Dr. John Clark - Clark Coking Consulting

Conference:

The major objective of the Delayed Coker Unit (DCU) is to extract maximum market value from crude oil derived heavy residues. The ability of the coke fraction to act as a stable sulphur (and other contaminant) “sink” intrinsically promotes the production of lighter, lower sulphur hydrocarbon fractions in high demand. However, evolving market requirements for the spectrum of DCU products may in future introduce both challenges and opportunities in future.

The evolving environmental footprint of DCU’s has only been partially realised over the larger sulphur refinery value chain. A case in point is the importance of the DCU in supplying increased demand volumes of lower sulphur shipping fuels (to fulfill IMO 2020 volume and quality mandates). However, the SOx emission reduction targets (attributed to IMO 2020 sulphur restrictions), will be largely negated if DCU fuel coke is incinerated in current energy markets. In this case it would merely constitute shifting sulphur emissions between DCU markets. In tandem with hydrotreating technologies, carbon rejection processes (inclusive of the DCU) will in future constitute a pivotal cog towards a providing a realistic solution to reduce overall value chain sulphur emissions while supporting the increased demand for Marine Diesel Oil (MDO, IMO 2020) type derivatives. However, where the DCU diverts from other carbon rejection processes, is that sulphur may be stabilised in a solid, environmentally sustainable manner.
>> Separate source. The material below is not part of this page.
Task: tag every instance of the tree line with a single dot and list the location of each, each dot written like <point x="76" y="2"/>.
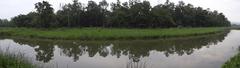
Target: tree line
<point x="131" y="14"/>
However, as national SOx emission targets evermore constrain energy markets, high sulphur fuel coke (in such markets) may prove a future disincentive. The impact of removing low value, high sulphur (up to 8%) fuel coke (global production of approximately 100 million tpa) on meeting forward looking SOx emission reduction targets would be attractive. As such if non-energy market applications for fuel coke are not timeously developed it may not only serve to severely curtail current DCU operational mandates (introducing an environmental “bottleneck”), but limit required expansions to service market requirements for substantially higher volumes of low sulphur MDO derivatives. The potential “bottleneck” may be negated by developing non-energy applications for the coke. Indeed, the DCU’s ability to maximise the sulphur content in the coke fraction (for non-energy applications), may in future be utilised as an environmental marketing incentive thus positioning the DCU as an enabling refinery process. The paper discusses the nature of sulphur associations in DCU feeds and their predisposition towards stable complexes in the coke fraction. It further discusses how evolving shipping markets (IMO 2020) may be utilised as an environmental catalyst to further expand the comparative advantage of DCU’s in the refinery’s conversion assets. The paper examines the realistic technical requirements of non-energy applications to absorb fuel coke volumes. The lower market value of fuel coke (compared to anode or needle varieties) in addition to marketable SOx emission reduction incentives, would further promote the transition to non-energy applications. The removal of fuel coke from the energy market may further serve to fast-track the inevitable introduction of cleaner burning fuels.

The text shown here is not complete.